Name of the weight column. Specify to calculate coverage of balanced cooler.

-p, --nproc <nproc>

Number of processes to split the work between. [default: 1, i.e. no process pool]

Arguments

COOL_PATH

Required argument

dots

Call dots on a Hi-C heatmap that are not larger than max_loci_separation.

COOL_PATH : The paths to a .cool file with a balanced Hi-C map.

EXPECTED_PATH : The paths to a tsv-like file with expected signal, including a header. Use the ‘::’ syntax to specify a column name.

Analysis will be performed for chromosomes referred to in EXPECTED_PATH, and therefore these chromosomes must be a subset of chromosomes referred to in COOL_PATH. Also chromosomes refered to in EXPECTED_PATH must be non-trivial, i.e., contain not-NaN signal. Thus, make sure to prune your EXPECTED_PATH before applying this script.

COOL_PATH and EXPECTED_PATH must be binned at the same resolution.

EXPECTED_PATH must contain at least the following columns for cis contacts: ‘region1/2’, ‘dist’, ‘n_valid’, value_name. value_name is controlled using options.

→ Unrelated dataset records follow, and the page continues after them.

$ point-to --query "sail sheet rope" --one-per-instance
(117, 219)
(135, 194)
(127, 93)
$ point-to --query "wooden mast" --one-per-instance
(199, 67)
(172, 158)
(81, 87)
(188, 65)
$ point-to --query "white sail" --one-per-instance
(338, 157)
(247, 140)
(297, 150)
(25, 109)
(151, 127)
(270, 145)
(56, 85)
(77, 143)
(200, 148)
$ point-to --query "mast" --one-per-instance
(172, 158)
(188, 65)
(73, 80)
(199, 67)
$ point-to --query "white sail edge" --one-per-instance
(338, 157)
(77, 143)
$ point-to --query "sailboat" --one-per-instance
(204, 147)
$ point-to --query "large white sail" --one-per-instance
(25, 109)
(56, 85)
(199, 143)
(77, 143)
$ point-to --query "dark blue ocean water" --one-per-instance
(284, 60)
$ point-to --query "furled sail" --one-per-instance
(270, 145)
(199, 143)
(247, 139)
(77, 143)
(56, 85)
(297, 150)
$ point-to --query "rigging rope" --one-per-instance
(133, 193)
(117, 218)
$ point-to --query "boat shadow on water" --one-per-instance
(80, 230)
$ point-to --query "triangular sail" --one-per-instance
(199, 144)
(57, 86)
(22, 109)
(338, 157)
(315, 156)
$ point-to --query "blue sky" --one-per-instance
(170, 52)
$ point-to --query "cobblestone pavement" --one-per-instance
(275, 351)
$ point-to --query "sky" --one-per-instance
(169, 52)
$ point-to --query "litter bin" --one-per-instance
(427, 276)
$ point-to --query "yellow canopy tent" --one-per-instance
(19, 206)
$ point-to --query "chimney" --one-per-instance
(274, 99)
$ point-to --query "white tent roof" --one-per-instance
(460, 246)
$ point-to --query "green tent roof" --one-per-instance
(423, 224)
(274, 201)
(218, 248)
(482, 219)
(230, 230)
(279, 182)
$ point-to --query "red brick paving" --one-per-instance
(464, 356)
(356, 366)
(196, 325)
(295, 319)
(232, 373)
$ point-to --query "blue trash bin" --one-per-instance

Header must be present in a file.

cooltools dots [OPTIONS] COOL_PATH EXPECTED_PATH

Options

--view, --regions <view>

Path to a BED file with the definition of viewframe (regions) used in the calculation of EXPECTED_PATH. Dot-calling will be performed for these regions independently e.g. chromosome arms. Note that ‘–regions’ is the deprecated name of the option. Use ‘–view’ instead.

--clr-weight-name <clr_weight_name>

Use cooler balancing weight with this name.

Default

weight

-p, --nproc <nproc>

Number of processes to split the work between. [default: 1, i.e. no process pool]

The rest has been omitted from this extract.